Mit ihrer Hilfe wird nachvollziehbar, wie die Humanistensatire der Epistolae obscurorum virorum ihren Stoff aus dem Leben gewinnt. Auch sprachlich-stilistische und grammatikalische Er­läuterungen und Verstehenshilfen werden geboten; allerdings werden griechische Zitate nicht übersetzt und hebräische nicht immer. Wer nicht selbst ein homo trilinguis ist, ist auf die parallel in deutscher Übersetzung erscheinende Leseausgabe angewiesen. Die zwei hebräischen Briefe des Bandes (Ep. 277 von Conrad Am­mann; Ep. 307 an Joh. Böschenstein) wurden von Saverio Campa­nini ediert und auch übersetzt.
Den Briefen ist jeweils ein ausführliches, für die inhaltliche Er­fassung hilfreiches Regest vorangestellt. Bei den Verweisen auf die vorangehenden bzw. nachfolgenden Briefe eines Adressaten vermisst man – um auch etwas kritisch zu bemerken – wie übrigens auch in der Kolumnenzeile (die nur den Briefautor verzeichnet) die Angabe der Briefnummer zusätzlich zum Datum als Hilfe beim Auffinden der einzelnen Briefe. Hier muss der Leser schon ein bisschen suchen, denn weder die R.s Briefe verzeichnende Zeittafel (LXXII f.) noch das Verzeichnis der Briefe und Appendizes (1–4) nennt Seitenzahlen.

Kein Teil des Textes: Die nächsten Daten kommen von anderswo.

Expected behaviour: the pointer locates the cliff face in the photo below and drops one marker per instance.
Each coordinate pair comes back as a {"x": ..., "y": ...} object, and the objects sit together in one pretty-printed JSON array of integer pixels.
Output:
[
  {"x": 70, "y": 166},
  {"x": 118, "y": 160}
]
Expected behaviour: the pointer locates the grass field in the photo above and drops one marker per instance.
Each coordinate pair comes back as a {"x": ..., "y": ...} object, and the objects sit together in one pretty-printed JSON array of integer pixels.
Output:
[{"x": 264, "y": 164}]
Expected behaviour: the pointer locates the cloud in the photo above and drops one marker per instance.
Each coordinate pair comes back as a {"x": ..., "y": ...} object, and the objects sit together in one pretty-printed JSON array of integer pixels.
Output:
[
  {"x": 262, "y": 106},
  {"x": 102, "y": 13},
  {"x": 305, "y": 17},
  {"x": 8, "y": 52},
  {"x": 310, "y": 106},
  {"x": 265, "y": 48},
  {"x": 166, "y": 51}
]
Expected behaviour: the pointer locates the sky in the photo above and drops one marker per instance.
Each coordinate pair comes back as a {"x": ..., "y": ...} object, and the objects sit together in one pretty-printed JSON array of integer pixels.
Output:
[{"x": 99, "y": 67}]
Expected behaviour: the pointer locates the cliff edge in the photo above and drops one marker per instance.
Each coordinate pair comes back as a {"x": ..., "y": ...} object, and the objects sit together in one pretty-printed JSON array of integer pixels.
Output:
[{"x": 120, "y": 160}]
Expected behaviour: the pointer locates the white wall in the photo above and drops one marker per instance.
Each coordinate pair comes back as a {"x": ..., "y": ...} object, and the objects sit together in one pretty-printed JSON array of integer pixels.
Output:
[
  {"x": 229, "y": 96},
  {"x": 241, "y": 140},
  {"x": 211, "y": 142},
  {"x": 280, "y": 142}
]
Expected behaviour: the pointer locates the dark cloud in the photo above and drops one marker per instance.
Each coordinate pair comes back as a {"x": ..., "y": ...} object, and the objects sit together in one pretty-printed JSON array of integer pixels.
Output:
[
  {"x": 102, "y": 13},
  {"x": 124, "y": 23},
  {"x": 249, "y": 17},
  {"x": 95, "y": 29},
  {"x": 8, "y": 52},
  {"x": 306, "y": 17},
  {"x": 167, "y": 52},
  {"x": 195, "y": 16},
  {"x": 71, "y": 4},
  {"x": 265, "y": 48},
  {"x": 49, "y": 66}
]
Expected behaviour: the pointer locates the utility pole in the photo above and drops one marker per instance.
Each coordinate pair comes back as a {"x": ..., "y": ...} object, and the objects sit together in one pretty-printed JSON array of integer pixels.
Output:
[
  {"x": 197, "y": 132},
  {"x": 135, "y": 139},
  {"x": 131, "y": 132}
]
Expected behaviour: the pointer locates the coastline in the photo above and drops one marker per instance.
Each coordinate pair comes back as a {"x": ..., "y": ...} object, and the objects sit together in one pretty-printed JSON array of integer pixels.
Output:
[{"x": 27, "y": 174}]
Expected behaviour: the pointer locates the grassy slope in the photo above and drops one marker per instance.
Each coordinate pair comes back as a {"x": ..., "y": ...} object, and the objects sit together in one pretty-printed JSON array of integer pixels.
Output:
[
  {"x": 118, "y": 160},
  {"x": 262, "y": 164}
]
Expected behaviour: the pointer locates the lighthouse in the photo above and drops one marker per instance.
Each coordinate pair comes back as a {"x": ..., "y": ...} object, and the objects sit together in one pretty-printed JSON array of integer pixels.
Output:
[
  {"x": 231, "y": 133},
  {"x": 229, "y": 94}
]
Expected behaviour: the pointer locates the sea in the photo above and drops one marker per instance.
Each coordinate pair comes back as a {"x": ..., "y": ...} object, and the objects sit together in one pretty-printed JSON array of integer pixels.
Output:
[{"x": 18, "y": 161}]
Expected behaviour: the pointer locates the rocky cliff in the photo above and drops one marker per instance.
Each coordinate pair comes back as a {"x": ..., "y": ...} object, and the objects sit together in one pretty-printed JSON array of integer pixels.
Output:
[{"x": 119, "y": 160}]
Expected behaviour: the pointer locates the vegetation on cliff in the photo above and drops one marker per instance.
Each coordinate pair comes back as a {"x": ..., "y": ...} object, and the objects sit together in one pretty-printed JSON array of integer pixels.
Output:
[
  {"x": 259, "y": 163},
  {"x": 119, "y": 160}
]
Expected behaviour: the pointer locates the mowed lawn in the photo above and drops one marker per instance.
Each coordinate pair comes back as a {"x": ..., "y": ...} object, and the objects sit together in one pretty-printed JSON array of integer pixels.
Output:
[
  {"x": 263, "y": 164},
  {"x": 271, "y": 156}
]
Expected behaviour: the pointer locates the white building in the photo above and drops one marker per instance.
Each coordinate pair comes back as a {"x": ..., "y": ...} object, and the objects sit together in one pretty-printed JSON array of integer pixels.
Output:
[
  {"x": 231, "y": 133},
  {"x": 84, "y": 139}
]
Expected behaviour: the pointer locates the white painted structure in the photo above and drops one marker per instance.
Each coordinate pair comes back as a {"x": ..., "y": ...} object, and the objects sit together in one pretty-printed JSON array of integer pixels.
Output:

Die Zeittafel würde man übrigens mit noch mehr Gewinn benutzen, wenn sie auch Hinweise auf das Erscheinen von Büchern und die Entscheidungen des Prozesses enthielte.
Ein umfangreiches Quellen- und Literaturverzeichnis sowie ein Register (Bibelstellen und sonstige Zitate, Personen- und Ortsnamen) runden den Band ab, der insgesamt einen großen Gewinn für die Humanismusforschung darstellt.